The Democratic primary will be on a Tuesday, but for state legislators representing Buffalo’s East Side, the outcome could hinge on what happens on Mondays – Moral Mondays, that is.
That’s what a group of activists call their protests outside City Hall, followed by visits to nearby construction sites to count the numbers of minority workers. They say the tally doesn’t take long despite state and city hiring goals.
“Why is it that we don’t see any minority involvement? And who will have the courage to do something about that?” wonders the Rev. Kinzer Pointer, part of a coalition that drew about three dozen people to a meeting last weekend to address issues ranging from education and health care to criminal justice – and, of course, economic development.
It came after visits to four waterfront and Medical Campus construction sites in search of diversity came up empty.
“We didn’t see people of color, and hardly any women,” said Charley Fisher III, president of BUILD of Buffalo.

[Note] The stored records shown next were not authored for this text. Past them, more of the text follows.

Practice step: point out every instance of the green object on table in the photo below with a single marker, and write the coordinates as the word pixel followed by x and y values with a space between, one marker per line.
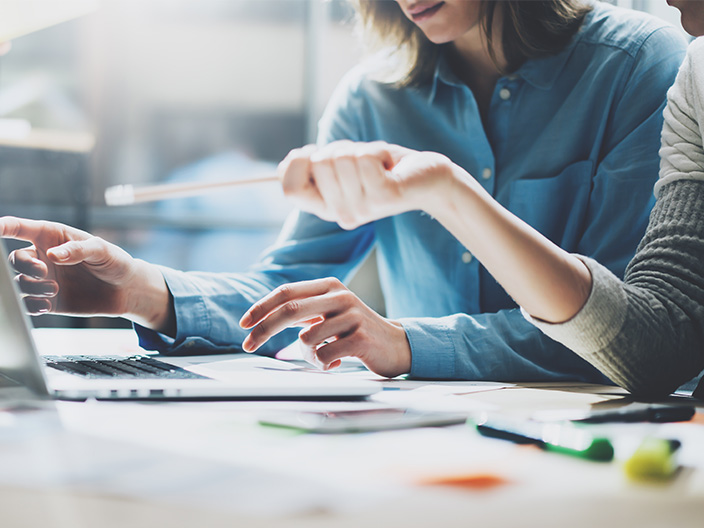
pixel 654 460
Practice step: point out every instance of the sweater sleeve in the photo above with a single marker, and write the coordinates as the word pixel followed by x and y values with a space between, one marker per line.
pixel 647 332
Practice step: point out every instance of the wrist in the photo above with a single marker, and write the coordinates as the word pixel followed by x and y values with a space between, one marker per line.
pixel 149 301
pixel 449 181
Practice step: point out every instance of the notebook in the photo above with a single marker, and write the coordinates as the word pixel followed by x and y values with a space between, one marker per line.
pixel 80 376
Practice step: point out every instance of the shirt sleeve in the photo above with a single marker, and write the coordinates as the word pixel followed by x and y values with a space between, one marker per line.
pixel 504 345
pixel 208 306
pixel 645 333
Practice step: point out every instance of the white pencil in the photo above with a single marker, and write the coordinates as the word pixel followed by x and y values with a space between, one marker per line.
pixel 130 194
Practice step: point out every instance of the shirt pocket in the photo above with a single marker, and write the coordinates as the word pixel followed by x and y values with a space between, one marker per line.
pixel 557 206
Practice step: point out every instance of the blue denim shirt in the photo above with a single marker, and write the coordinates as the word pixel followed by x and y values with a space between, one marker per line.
pixel 570 146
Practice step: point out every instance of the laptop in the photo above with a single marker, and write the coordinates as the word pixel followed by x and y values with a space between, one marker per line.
pixel 25 373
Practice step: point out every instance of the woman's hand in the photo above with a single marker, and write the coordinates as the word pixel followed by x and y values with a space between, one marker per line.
pixel 355 183
pixel 337 324
pixel 72 272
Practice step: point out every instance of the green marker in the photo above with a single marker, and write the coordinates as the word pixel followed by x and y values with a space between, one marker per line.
pixel 562 438
pixel 654 460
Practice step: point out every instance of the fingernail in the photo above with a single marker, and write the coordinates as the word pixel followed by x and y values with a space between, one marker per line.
pixel 248 345
pixel 60 254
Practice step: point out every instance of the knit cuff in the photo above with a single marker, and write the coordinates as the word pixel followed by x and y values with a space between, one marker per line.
pixel 600 319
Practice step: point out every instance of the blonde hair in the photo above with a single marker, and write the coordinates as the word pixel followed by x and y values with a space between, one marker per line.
pixel 530 29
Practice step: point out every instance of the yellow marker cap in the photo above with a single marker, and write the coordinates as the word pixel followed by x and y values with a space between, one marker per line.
pixel 654 460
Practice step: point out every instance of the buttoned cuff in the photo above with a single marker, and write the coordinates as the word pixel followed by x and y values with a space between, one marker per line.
pixel 432 349
pixel 191 318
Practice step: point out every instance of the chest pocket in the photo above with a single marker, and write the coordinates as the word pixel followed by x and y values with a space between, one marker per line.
pixel 557 207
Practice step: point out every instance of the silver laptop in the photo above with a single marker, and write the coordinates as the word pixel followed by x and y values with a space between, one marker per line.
pixel 25 373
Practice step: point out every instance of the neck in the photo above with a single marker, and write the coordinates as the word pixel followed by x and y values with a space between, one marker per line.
pixel 472 56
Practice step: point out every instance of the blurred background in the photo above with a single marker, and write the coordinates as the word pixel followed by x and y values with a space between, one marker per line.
pixel 150 91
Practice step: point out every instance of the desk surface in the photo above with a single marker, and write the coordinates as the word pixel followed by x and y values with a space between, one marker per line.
pixel 210 464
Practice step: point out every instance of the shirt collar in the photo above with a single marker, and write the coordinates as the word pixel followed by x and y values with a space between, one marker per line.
pixel 540 73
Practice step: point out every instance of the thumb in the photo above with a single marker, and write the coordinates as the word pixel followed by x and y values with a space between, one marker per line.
pixel 395 154
pixel 91 251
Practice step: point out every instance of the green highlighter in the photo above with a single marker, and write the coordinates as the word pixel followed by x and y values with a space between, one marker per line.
pixel 562 438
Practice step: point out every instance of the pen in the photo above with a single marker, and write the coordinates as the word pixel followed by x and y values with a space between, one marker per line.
pixel 130 194
pixel 557 437
pixel 640 413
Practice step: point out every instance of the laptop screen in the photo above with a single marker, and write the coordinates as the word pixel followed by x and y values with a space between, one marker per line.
pixel 18 358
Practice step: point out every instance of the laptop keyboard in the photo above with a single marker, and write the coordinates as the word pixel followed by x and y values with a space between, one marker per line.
pixel 118 367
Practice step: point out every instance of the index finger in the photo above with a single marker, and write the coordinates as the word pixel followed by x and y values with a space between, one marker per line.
pixel 33 230
pixel 20 228
pixel 283 294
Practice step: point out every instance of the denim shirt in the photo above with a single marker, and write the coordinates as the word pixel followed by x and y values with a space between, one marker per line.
pixel 570 146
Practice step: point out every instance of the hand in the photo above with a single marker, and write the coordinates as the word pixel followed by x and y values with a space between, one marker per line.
pixel 337 324
pixel 355 183
pixel 71 272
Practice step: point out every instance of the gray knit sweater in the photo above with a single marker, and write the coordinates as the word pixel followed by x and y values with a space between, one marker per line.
pixel 646 333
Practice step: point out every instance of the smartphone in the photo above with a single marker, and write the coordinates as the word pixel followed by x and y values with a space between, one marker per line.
pixel 358 421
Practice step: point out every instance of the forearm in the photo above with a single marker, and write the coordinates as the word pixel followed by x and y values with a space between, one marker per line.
pixel 645 334
pixel 149 301
pixel 548 282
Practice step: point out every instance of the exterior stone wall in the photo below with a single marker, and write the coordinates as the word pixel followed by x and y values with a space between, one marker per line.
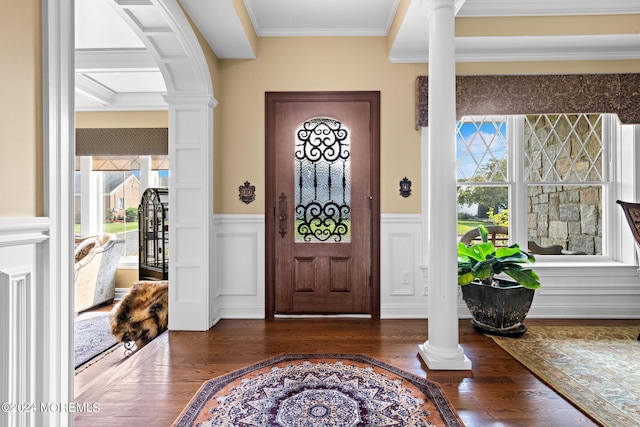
pixel 566 215
pixel 569 216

It’s a criticism echoed by Democratic primary contestants Betty Jean Grant, the County Legislature minority leader running against Sen. Timothy Kennedy, and former Sen. Antoine Thompson, one of two challenging Assemblywoman Crystal Peoples-Stokes. During debates last week, Grant complained that “you don’t see people of color” on job sites, while Thompson said that “the reality is that people are not working.”

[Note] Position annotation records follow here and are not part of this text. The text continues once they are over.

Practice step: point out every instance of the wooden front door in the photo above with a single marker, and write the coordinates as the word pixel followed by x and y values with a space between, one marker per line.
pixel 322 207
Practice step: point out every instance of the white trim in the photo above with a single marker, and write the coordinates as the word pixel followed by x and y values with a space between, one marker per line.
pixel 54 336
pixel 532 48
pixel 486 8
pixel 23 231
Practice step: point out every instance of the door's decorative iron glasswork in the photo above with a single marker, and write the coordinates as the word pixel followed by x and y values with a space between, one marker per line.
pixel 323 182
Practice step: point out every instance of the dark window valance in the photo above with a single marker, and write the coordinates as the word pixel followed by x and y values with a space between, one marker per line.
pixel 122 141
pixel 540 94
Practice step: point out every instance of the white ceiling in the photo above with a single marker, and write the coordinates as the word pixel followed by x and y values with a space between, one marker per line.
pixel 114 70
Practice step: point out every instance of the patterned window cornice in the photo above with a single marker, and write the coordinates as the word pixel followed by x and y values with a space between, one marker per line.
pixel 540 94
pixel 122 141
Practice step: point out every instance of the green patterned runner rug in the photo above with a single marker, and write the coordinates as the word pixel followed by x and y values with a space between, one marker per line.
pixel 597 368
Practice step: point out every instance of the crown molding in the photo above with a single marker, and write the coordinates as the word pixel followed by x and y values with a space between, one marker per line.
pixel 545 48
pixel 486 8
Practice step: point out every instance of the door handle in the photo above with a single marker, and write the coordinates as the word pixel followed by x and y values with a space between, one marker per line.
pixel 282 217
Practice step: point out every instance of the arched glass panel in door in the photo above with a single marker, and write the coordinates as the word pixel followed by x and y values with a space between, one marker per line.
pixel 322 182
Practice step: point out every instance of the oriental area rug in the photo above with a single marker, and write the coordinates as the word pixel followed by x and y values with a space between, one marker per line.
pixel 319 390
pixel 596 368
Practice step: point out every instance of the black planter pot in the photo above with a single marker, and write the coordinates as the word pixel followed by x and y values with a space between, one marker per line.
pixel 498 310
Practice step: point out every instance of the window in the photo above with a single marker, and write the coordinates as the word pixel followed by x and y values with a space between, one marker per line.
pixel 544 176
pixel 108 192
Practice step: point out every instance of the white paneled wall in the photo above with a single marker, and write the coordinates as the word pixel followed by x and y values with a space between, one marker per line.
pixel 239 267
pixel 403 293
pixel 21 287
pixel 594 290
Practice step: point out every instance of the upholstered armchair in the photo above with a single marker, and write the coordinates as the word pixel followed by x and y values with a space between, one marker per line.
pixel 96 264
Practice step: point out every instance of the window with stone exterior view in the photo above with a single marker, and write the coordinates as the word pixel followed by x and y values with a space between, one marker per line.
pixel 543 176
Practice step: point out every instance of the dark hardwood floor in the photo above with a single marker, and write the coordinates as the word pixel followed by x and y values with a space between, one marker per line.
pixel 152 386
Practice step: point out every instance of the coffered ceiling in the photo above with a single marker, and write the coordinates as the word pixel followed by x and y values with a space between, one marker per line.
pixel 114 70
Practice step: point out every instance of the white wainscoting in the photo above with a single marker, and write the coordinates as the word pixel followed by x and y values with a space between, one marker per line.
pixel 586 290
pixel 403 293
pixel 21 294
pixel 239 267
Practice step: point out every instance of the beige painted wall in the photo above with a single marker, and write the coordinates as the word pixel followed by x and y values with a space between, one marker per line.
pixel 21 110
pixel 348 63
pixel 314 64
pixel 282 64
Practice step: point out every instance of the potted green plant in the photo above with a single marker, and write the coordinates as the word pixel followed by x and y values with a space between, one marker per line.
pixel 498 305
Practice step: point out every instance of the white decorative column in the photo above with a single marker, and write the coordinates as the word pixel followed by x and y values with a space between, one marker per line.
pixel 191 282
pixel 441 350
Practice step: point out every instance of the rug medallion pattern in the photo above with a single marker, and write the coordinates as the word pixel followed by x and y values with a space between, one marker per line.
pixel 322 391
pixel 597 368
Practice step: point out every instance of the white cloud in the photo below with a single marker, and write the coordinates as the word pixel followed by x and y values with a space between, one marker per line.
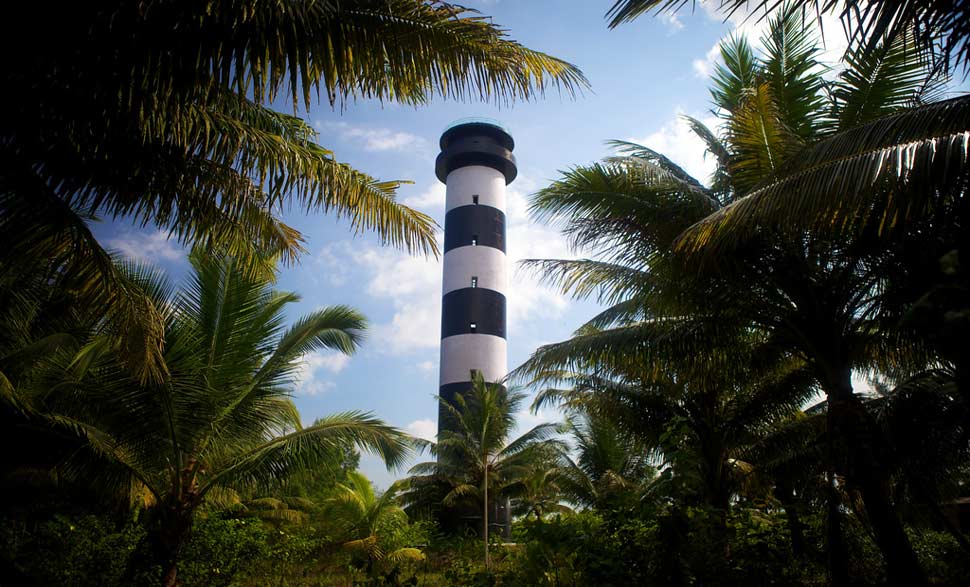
pixel 433 197
pixel 413 285
pixel 308 376
pixel 528 299
pixel 148 247
pixel 704 68
pixel 671 20
pixel 376 139
pixel 426 429
pixel 676 140
pixel 332 262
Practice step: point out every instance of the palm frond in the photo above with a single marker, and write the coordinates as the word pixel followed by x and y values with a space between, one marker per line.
pixel 313 446
pixel 880 174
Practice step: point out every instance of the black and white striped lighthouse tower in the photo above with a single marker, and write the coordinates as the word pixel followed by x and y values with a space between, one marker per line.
pixel 475 163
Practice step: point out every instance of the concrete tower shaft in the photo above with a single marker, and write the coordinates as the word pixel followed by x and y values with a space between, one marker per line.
pixel 475 163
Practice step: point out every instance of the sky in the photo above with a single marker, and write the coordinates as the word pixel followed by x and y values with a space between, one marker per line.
pixel 643 76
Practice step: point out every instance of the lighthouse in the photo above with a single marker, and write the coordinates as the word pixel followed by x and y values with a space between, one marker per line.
pixel 475 164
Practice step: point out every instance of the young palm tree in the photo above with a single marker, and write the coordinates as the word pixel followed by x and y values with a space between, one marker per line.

Yet Empire State Development Corp. statistics tell a different story, one that Kennedy repeatedly cited in saying the state has exceeded its 20 percent goal for hiring minority- and women-owned business enterprises, with MBE participation alone at nearly 10 percent.

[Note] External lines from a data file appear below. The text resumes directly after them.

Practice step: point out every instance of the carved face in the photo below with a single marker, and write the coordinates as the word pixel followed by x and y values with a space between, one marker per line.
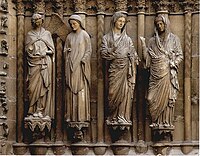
pixel 37 22
pixel 160 26
pixel 75 25
pixel 119 24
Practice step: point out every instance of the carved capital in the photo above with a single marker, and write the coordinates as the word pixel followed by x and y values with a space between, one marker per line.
pixel 101 5
pixel 4 6
pixel 121 5
pixel 32 122
pixel 161 5
pixel 5 130
pixel 189 5
pixel 58 6
pixel 4 47
pixel 141 6
pixel 79 5
pixel 20 7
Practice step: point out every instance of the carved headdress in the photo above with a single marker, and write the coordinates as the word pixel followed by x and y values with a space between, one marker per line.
pixel 165 20
pixel 115 17
pixel 78 19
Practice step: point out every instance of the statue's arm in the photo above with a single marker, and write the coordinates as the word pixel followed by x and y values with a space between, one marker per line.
pixel 88 50
pixel 107 52
pixel 144 48
pixel 178 52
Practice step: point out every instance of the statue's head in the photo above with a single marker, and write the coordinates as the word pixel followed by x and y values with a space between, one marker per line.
pixel 37 20
pixel 118 20
pixel 161 24
pixel 75 22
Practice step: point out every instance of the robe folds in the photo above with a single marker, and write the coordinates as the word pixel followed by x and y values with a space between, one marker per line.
pixel 40 51
pixel 120 54
pixel 163 60
pixel 77 52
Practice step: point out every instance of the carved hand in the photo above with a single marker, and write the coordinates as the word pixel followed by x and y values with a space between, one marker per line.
pixel 143 41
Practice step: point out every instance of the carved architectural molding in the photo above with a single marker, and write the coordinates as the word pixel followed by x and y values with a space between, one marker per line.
pixel 190 5
pixel 4 6
pixel 4 24
pixel 101 6
pixel 79 5
pixel 33 122
pixel 58 6
pixel 4 47
pixel 3 111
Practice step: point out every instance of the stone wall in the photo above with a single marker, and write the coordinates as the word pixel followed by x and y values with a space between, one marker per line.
pixel 97 14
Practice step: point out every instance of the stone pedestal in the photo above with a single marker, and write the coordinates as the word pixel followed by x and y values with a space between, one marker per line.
pixel 162 136
pixel 39 128
pixel 76 133
pixel 119 136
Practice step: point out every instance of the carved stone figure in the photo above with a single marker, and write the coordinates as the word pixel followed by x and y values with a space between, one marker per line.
pixel 163 57
pixel 4 5
pixel 40 57
pixel 4 24
pixel 77 53
pixel 4 47
pixel 117 48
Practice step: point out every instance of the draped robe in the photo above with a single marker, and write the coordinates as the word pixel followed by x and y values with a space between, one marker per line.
pixel 163 81
pixel 121 75
pixel 40 50
pixel 77 73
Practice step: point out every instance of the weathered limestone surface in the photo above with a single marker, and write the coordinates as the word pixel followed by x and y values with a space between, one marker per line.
pixel 97 22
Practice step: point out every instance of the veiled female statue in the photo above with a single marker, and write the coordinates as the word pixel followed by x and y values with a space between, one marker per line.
pixel 117 48
pixel 163 57
pixel 77 52
pixel 40 57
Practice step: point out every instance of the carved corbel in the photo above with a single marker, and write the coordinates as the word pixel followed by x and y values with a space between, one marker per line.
pixel 5 130
pixel 4 24
pixel 101 6
pixel 58 6
pixel 4 6
pixel 4 47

After their site visits, coalition members scoff at such numbers.
“In a statistical analysis class I once had, a professor said there are lies, there are damned lies, and then there are statistics,” said attorney and coalition member Anthony Pendergrass.
The issue extends beyond the construction phase of Buffalo’s multibillion-dollar rebirth to also include who gets jobs once new facilities open. In both cases, Peoples-Stokes has a tough-love message: Opportunity “is out there, and it is available” for those who take the initiative, but “it’s not going to come to you, you’re gonna to have to come to it.”
That can’t be emphasized enough, regardless of the disputed stats.
Explanations for why the state’s numbers don’t jibe with neighborhood perceptions range from the possibility that minorities on job sites are working inside, out of public view, to the fact that many may be providing professional services like legal or public relations work off-site.
But you can only stretch those rationales so far.
Granted, challengers can always hurl accusations. But when the gripes echo long-standing resident complaints, and activists have gone as far as sending a certified letter to the governor asking for a probe, it’s an issue with resonance.
Voters ultimately will pick between the two versions of reality, deciding how much weight to give the matter and how much responsibility to assign legislators, as opposed to other economic-development players.
But if I were on the ballot on the second Tuesday of next month, I’d be worried about what’s happening on Mondays between now and then.